Web 2.0 Expo: Data Jujitsu

by October 15, 2011

In his Data Jujitsu: Turning Data Into Product talk at Web 2.0 Expo in New York, DJ Patil talked through the process of turning data into personalized products. Here’s my notes from his talk:

  • Data products need to facilitate an end goal. What does it take to create a data product? Often way too much work and thinking. We need a new approach: data jujitsu.
  • Data Jujitsu takes a big data problem and flips it in a way to create something that people can relate to and get feedback on fast.
  • First consider what data you are going to start with. Is it structured or unstructured?
  • Unstructured data is harder to work with. Open text fields in forms are can cause issues. There are between 4 and 8 thousand variations of IBM and “Software Engineer” in LinkedIn’s database.
  • The fastest way to clean up data is to ask people to fix it for you.
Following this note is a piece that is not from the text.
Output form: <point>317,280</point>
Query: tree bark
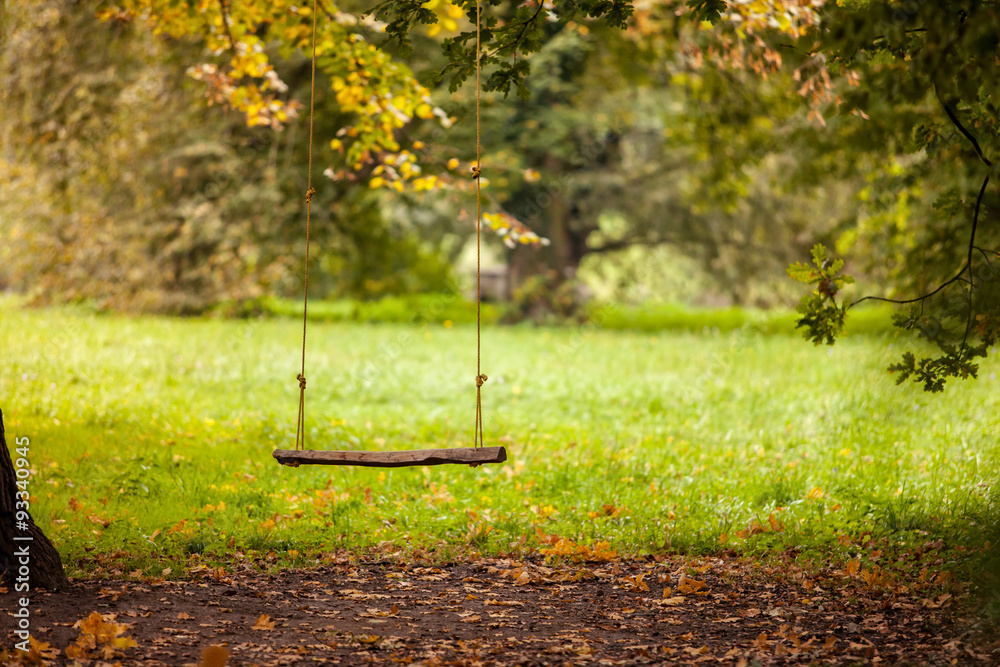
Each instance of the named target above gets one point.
<point>26,555</point>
You can often do this with suggestions at the point of entry. It is usually 100x cheaper to ask people then to try and process all this information on the server. Turning a big data problem over to users is an example of re-thinking big data problems.
  • Build the easy products first. Collaborative filters are the easiest to make. Collaborative filters drive page views: 3-12 times page view lift by eliminating dead ends.
  • Give data back, take the data and present it back in useful ways.
  • Avoid data vomit. When there’s too much data on the page, it paralyzes users. The amount of data on a page is inversely proportional to how much people interact with it. The richer the environment, the greater the paralysis is.
  • Move people through a data product lifecycle: incrementally across data vs. all at once.
  • Data products are hard to budge when they get into a user’s lifecycle. For example, your shopping recommendations get stuck in a particular category. How do you un-budge them?
  • Set user expectations: grace of failure can be managed. Data products should not set themselves up as overloads. Set the expectation that data products can be tuned.
  • LinkedIn put a social twist on job recommendations but allowing friends to forward job referrals to others. This took the burden off the system to get everything right.
  • Get lots of people to look at the data and report back crappy results. You need a graceful fail-out to cover situations where you’ve guessed wrong.
  • Know when you need to move your lightweight testing to a full-blown suite of technologies. When you have a hit, build serious support for it. Know when to leave the jujitsu behind.